The BATY's From Nunclose in Cumberland
The BATYS as a clan lived on the boarders of Cumberland and Scotland, they were Reivers, a gang of wild hard men who crossed the boarder to plunder, steal horses and cattle, blackmail, and even murder, from the 13th to the 17th century. The gang was made up of men from all walks of life from noble men to the lowest thief, they rode with other Reiver gangs some of them being the Archbolds, Armstrongs ,Bells, Burns, Carletons, Carlisles, Carnabys, Carrs, Carruthers, Chamberlains, Charltons, Collingwoods,Crisps, Crozier, Cuthburts, Dacres, Davisons, Dixons, Dodds, Douglas, Dunnes, Elliotts, Fenwicks, Forresters, Grahams, Grays, Halls, Hedleys, Hendersons. Herons, Hetheringtons, Hewarts, Humes, Irvines, Irvings, Johnstones, Kerrs, Laidlaws, Lauders, Lytles, Lowthers, Maxwells, Milburns, Musgroves, Nixons, Nobles, Ogles, Olivers, Potts, Pringles, Radcliffes, Reades, Ridleys, Robsons, Routledges, Rutherfords, Salkelds, Scotts, Selbys, Shaftoes, Storeys, Simpsons, Taits, Taylors, Telfords, Trotters, Turnbulls, Wakes, Watsons, Waughs, Wilsons, Woodringtons, and Youngs
.
"January 1582 Thomas Routledge of Todholes complained against Kinmont Joke Armstrong, of Canonbie, for the theft of 40 Kine, 20 sheep, and 1 horse, value 300 pounds sterling." Cumberland and Northumberland were the last two Counties of England to be civilized, it was not until the 17th century that the powers of the time decided these raids had to stop, so in order to make that happen they rounded up all the ring leaders and shipped them to Ireland.

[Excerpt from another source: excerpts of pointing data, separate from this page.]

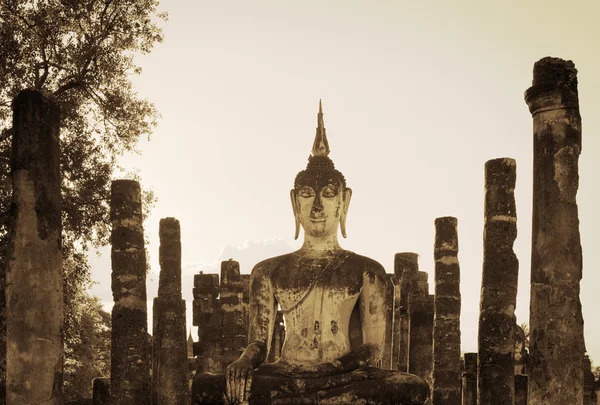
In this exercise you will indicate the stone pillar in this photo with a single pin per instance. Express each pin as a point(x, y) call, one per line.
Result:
point(406, 266)
point(235, 332)
point(556, 340)
point(207, 317)
point(521, 389)
point(169, 313)
point(496, 382)
point(420, 355)
point(130, 366)
point(469, 380)
point(101, 391)
point(446, 323)
point(34, 285)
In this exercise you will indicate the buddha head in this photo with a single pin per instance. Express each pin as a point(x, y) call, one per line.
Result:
point(320, 198)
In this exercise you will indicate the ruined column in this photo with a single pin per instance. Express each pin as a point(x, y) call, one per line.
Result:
point(406, 266)
point(556, 342)
point(469, 380)
point(420, 353)
point(446, 323)
point(496, 382)
point(101, 391)
point(235, 332)
point(130, 368)
point(207, 317)
point(34, 285)
point(521, 389)
point(169, 313)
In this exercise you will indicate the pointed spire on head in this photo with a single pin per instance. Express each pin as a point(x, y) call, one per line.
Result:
point(320, 146)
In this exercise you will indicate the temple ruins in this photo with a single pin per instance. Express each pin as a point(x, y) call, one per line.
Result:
point(392, 341)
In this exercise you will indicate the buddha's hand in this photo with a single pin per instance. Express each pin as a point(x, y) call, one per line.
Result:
point(314, 370)
point(239, 380)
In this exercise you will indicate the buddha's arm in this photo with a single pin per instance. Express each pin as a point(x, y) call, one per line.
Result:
point(261, 323)
point(372, 316)
point(262, 313)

My own line of BATYS farmed from c1500 to the 1850s at Nunclose, Hesket-in-the Forest, Cumberland, and to date I have not been able to establish wether or not they were involved in the Reiving raids, however Hesket was a sufferer at the hands of Willie Armstrong of Kinmont. The animosity with which Boarder freys were carried on at the beginning of the 17th Century, seems in considerable measure due to the strong feeling roused by the summary arrest of Willie Armstrong of Kinmont by the English Warden, and his release by Baccleugh which forms the subject of the "Ballad of Kinmont Willie". So strong was the feeling that it is said to have imperilled King James`s prospect of succession. Lord Scope writing to Cecil at the beginning of 1603 to justify the arrest says "This Kinmont since his release has spoiled the two town of Heskettes".
The Church of St Mary the Virgin, Hesket, was erected after 1530 when the plague was raging in the district. At that time it was customary to bury the dead in Carlisle but the Mayor of the city told the people of Hesket to carry their dead back to Walling-Stone and bury them there. He would then persuade the Bishop to have a Chapel built and a burial ground consecrated at Hesket. This was done - the chancel dates from 1537
.
My gt gt grandfather Thomas Baty left Nunclose farm in 1820, and arrived by post-chase in Liverpool where he immediately entered the ships chandlers and ships stores business, then in 1827 he set up business in Crown Chambers, Red Cross Street, Liverpool. with a Mr Gibson in the wine trade, this business was in our Baty family from then, until it ended with the death of my brother Timothy Thomas Ashe Baty in 1970.